会長挨拶 永嶋昌樹

会長挨拶 永嶋昌樹


「介護の問題」と一口に言っても、それには様々な問題が含まれています。一般的には、介護人材が不足していることや、家庭での介護が大変だということ等ですが、それらは表面的な事象を捉えているに過ぎません。たとえば、「介護人材がなぜ不足しているのか」を考えると、高齢者人口が増えた、高齢化率が上昇し続けている、介護サービスを担うはずの生産年齢人口が減っている、合計特殊出生率が下がり続けている、少子化が止まらない、介護の仕事に魅力を感じる人が減った等々、理由はいくらでも見つかります。これらのうち、人口の推移に関する事柄ついては客観的な事実であり、疑う余地はありません。余談ですが、非婚化や晩婚化が進んでいることも、これらと無関係ではありません。つまり、介護人材の不足という問題は、付け焼刃的な対策ではどうにもならないということです。

    また、介護の仕事の魅力についてですが、何に魅力を感じ、どの程度魅力を感じるのかは人それぞれです。魅力があろうがなかろうが、社会的に必要な仕事であるならば、量も質も何とかしなければなりません。魅力を感じていなくても、自分の仕事としてまじめに取り組み、利用者のために一生懸命になって働いている人もいます。それでは、どのような人材を求めるのかということになりますが、そもそも介護人材を増やせば何もかもが解決するとは限りません。問題はもっと深いところにあります。

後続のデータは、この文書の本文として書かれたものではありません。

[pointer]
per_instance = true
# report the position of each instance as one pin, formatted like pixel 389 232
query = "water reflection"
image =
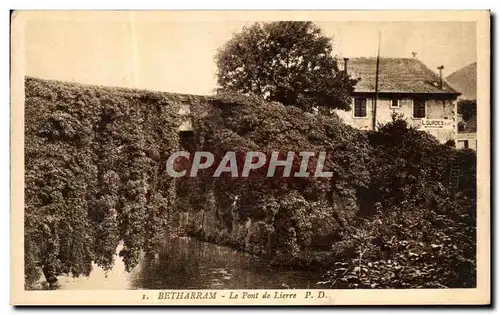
pixel 186 263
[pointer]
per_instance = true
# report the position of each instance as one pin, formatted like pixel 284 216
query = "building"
pixel 465 81
pixel 405 86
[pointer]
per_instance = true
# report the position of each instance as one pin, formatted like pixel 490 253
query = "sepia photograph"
pixel 250 158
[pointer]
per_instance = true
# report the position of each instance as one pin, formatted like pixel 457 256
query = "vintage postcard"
pixel 250 157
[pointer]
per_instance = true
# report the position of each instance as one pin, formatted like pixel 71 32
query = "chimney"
pixel 440 68
pixel 345 64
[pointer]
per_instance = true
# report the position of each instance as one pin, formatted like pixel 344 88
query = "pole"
pixel 374 111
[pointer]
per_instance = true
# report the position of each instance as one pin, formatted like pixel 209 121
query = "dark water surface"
pixel 186 263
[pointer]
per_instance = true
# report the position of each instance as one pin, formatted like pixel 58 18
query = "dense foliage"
pixel 467 108
pixel 392 215
pixel 95 174
pixel 285 61
pixel 419 229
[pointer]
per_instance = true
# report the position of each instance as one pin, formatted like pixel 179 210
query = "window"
pixel 360 107
pixel 419 108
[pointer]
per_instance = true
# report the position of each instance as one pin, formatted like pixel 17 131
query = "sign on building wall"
pixel 436 124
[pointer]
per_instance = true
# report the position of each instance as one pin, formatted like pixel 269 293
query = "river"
pixel 185 263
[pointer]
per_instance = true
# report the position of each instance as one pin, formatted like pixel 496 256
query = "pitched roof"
pixel 464 80
pixel 396 75
pixel 469 125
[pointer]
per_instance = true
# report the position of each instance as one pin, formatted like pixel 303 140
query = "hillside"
pixel 464 80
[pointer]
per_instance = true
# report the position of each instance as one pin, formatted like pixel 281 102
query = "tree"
pixel 289 62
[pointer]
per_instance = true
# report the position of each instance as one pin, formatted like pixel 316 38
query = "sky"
pixel 151 50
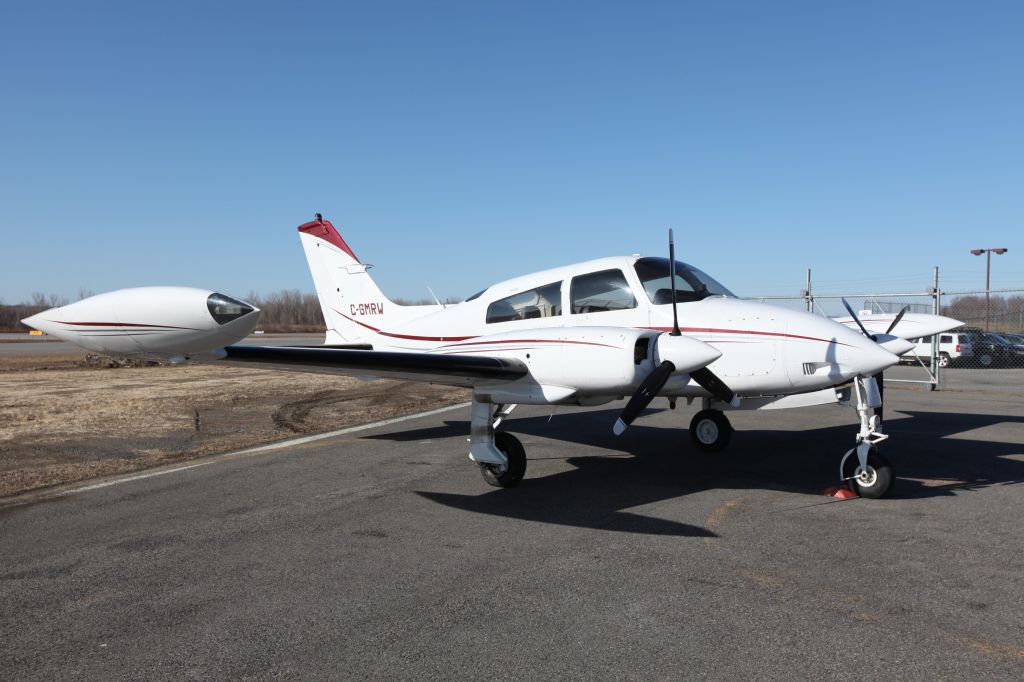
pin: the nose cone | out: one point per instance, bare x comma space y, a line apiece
40, 322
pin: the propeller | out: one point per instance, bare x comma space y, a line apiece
853, 314
899, 315
880, 377
686, 352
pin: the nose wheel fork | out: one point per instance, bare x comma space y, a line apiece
868, 473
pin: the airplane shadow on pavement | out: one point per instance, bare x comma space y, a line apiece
666, 465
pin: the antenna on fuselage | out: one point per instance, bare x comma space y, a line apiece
672, 279
436, 300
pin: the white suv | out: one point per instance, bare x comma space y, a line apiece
953, 346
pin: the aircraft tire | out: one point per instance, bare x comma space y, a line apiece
710, 430
876, 482
513, 450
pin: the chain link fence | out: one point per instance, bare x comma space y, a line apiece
991, 338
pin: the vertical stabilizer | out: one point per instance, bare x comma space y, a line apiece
354, 308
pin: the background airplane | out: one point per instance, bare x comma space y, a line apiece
583, 335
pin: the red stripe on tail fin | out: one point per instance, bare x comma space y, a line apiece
325, 230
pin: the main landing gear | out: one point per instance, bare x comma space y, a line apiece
869, 473
501, 457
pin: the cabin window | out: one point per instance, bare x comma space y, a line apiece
691, 284
544, 301
600, 292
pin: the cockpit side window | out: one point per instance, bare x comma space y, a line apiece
600, 292
691, 284
544, 301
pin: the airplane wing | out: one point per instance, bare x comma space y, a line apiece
911, 326
432, 368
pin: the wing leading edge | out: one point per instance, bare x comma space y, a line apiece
450, 370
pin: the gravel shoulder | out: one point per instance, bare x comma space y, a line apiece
62, 421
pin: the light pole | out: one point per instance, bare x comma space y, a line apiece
988, 269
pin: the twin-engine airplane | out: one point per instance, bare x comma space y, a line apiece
581, 335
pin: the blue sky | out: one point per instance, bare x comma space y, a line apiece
459, 143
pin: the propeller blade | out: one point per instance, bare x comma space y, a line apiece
672, 279
856, 318
899, 315
713, 384
649, 387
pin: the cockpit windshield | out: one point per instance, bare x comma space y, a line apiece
691, 284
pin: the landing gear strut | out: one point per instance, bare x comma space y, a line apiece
501, 456
869, 473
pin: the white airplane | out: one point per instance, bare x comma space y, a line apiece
581, 335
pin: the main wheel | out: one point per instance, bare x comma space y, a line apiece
510, 474
873, 481
710, 430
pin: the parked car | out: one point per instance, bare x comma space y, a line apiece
997, 350
953, 347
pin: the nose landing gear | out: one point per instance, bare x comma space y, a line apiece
869, 473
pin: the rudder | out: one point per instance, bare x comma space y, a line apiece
354, 307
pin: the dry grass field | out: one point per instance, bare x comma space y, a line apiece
62, 421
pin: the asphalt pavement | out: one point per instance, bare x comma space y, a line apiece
22, 344
382, 554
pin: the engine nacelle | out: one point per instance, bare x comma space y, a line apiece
160, 322
578, 365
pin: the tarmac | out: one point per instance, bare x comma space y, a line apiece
382, 554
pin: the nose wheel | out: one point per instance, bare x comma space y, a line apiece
870, 479
710, 430
863, 468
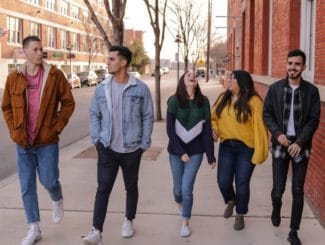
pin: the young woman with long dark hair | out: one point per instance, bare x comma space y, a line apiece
190, 135
237, 120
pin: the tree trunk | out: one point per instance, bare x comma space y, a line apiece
157, 81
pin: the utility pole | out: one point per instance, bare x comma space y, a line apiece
208, 41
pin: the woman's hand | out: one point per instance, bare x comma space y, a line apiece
294, 149
215, 134
185, 158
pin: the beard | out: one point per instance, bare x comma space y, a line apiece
294, 75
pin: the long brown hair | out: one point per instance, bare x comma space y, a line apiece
182, 96
246, 91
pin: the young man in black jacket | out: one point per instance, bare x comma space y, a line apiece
291, 113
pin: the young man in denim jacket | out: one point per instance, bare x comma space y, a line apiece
121, 122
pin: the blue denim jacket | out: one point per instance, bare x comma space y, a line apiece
137, 114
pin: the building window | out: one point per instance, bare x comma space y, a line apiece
75, 12
14, 27
50, 37
307, 36
64, 39
74, 41
35, 29
36, 2
85, 16
101, 3
64, 7
50, 4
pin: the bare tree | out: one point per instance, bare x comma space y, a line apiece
199, 48
186, 16
158, 27
115, 15
91, 42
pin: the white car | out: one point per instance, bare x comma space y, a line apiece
74, 81
88, 78
135, 74
165, 69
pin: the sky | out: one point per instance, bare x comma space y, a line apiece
137, 18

    さて、介護保険が始まる以前、介護は第一義的には家族が担うべきだと、おそらく多くの人が考えていました。日本や韓国などいくつかの国以外のアジアの人たちは、現在も大抵そのような認識であると考えられます。年老いた親や障害のある家族の世話をすることは当たり前だと。日本もかつてはそうでした。誤解のないようにお願いしたいのですが、ほとんどが妻や嫁などの女性によって担われていたこと、いわゆるアンペイドワーク、シャドーワークであったことを肯定しているのではありません。

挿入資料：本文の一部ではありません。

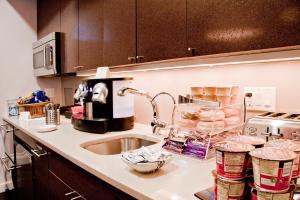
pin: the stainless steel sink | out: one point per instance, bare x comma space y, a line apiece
119, 144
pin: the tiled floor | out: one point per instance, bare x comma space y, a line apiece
6, 195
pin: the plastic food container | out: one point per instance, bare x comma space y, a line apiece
272, 168
13, 109
291, 145
224, 91
196, 90
209, 97
210, 90
229, 189
234, 90
224, 100
232, 159
255, 141
257, 194
233, 99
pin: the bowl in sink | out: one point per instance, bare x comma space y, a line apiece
118, 144
143, 164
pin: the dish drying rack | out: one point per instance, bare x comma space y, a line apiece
197, 128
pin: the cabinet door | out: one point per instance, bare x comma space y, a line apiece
218, 26
69, 38
48, 17
90, 34
89, 186
41, 177
161, 29
58, 190
119, 32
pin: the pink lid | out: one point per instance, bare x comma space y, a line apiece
273, 153
234, 146
247, 139
283, 143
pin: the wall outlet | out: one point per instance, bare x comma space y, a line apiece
50, 92
263, 98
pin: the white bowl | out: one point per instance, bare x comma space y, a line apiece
147, 167
46, 128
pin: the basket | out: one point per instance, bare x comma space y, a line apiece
36, 109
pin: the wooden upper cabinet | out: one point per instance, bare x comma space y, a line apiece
69, 37
48, 17
161, 29
119, 32
90, 34
218, 26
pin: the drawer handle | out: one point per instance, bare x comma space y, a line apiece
4, 128
5, 165
69, 193
78, 67
37, 154
139, 58
78, 197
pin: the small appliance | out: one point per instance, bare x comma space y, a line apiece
274, 125
46, 55
104, 109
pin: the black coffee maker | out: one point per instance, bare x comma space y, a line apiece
104, 109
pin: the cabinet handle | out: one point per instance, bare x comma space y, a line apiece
69, 193
37, 154
192, 51
78, 197
5, 165
78, 67
4, 128
139, 58
132, 59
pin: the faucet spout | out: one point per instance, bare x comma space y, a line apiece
127, 90
156, 123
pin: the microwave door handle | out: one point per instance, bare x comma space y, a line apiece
51, 55
44, 50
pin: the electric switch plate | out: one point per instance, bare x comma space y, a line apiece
263, 98
50, 92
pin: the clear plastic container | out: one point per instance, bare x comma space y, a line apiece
12, 107
198, 127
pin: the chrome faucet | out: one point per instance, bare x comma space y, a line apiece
156, 123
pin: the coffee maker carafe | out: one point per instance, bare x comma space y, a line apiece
104, 109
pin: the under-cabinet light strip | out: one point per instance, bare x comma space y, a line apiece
92, 73
210, 65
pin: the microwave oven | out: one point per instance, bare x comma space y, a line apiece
46, 55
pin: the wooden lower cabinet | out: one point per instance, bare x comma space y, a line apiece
58, 189
88, 186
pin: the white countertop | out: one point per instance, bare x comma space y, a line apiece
177, 180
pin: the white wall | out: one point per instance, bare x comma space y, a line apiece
17, 33
285, 76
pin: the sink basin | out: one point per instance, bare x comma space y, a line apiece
119, 144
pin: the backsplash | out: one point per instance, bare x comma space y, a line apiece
282, 75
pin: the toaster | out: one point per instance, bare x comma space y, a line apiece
274, 125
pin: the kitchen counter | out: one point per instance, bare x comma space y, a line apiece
177, 180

    近年は、若い世代になればなるほど、家族が介護を担うという考えの人が少なくなっています。反対に、介護保険などの社会的サービスを利用すべきだ、だから誰でもが利用できるようにサービスを充実させるべきだ、という考えの人がかなり多くなっているように感じます。

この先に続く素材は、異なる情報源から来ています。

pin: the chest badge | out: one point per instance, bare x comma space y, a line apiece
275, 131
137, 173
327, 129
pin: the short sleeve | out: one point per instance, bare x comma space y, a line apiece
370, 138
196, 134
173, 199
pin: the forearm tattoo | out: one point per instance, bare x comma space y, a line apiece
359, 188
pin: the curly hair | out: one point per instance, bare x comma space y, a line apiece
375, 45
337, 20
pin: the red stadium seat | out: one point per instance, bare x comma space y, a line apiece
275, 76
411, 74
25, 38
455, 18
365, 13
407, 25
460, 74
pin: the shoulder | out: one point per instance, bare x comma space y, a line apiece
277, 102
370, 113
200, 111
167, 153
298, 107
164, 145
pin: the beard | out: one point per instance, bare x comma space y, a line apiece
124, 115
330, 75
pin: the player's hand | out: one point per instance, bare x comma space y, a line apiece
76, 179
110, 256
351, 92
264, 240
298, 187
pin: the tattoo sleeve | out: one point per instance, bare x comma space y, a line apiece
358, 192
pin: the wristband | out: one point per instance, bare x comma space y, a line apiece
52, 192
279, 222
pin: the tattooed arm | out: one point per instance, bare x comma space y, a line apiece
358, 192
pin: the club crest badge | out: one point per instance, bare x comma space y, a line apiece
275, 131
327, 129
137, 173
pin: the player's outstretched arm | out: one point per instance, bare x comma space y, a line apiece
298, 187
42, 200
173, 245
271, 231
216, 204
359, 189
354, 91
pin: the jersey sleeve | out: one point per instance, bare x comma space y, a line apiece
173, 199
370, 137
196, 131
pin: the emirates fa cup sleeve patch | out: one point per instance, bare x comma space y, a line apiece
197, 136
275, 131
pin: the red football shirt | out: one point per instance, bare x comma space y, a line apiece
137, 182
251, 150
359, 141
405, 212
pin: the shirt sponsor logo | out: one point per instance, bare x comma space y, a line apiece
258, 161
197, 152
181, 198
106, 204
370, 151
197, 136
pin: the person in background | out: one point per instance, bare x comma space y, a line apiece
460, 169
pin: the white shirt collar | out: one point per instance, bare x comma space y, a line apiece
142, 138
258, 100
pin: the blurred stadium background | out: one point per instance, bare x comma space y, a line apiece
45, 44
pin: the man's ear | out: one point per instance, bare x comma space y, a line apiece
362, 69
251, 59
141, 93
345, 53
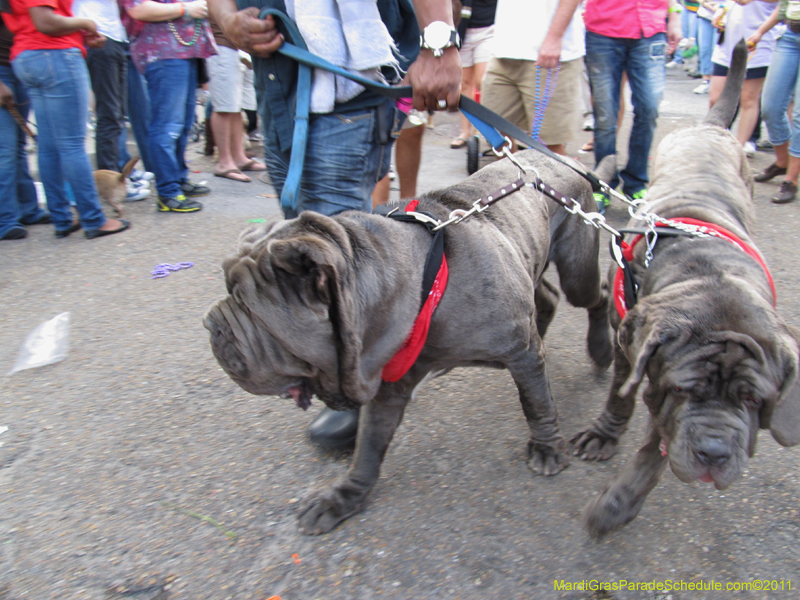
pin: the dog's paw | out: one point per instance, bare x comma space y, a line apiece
591, 445
545, 459
323, 509
611, 510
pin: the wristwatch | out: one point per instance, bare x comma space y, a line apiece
437, 36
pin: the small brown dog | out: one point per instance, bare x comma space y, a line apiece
111, 186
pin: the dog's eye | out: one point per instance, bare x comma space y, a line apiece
751, 402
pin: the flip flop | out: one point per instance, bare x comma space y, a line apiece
251, 166
229, 174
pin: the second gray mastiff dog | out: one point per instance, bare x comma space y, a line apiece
319, 305
720, 362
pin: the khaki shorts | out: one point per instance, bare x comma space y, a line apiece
509, 89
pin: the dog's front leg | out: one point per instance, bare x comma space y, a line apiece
547, 450
622, 500
599, 441
325, 508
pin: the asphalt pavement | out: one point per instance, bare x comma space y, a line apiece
136, 469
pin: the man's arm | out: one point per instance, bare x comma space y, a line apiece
550, 51
435, 78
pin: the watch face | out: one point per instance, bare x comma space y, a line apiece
437, 34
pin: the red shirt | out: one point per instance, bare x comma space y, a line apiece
27, 37
631, 19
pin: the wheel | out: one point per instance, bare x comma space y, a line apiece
473, 154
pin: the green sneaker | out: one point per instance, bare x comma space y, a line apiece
178, 204
602, 202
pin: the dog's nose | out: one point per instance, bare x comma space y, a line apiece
712, 451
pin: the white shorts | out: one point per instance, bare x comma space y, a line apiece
230, 82
477, 46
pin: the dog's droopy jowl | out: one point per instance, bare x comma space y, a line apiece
720, 361
318, 305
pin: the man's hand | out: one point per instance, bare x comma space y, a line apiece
549, 53
94, 40
247, 32
436, 78
6, 96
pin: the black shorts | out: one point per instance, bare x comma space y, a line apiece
754, 73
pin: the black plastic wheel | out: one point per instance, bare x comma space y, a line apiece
473, 154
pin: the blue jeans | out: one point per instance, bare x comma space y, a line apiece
58, 84
18, 203
643, 59
781, 84
138, 111
171, 84
343, 160
689, 25
706, 40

    介護保険を利用する人が増えると、国や地方自治体の財政に確実に影響を与えます。そのため、社会的な介護サービスは縮減される方向に動きます。そうなると、介護が必要な人はいったい誰が支えるのでしょうか。公的なサービスが利用できない、家族であっても自分たちが介護したくない。家族としての責任を考えないことと個人が自由であることとは別の次元の話です。もちろん、人には一人ひとりさまざまな事情があります。「個別化」は福祉の最も大切な価値の一つです。それを踏まえた上で敢えて問います。はじめから制度やICTに頼るのではなく、家族の機能や原初の人としての行動・態度を再検討する必要もあるのではないでしょうか。介護保険に過度な期待と要求をするのではなく、他の方法・手段も考えられるのではないでしょうか。それらを考えたとしても、おそらく近視眼的には現状の問題解決にはまったくならないでしょう。人とかかわるのが面倒だという人が増えました。いや、増えたかどうかはわかりませんが、人とかかわって面倒なことになるのを避けるために、人とかかわること自体を避ける人が増えているように思います。

    容易ではありませんが、小手先の対策ではなく、社会のあり方・人々の考え方を変えていくことこそ大事であると考えます。介護福祉士こそ、「介護の問題」を解決するために社会変革を目指す専門職でありたいですね。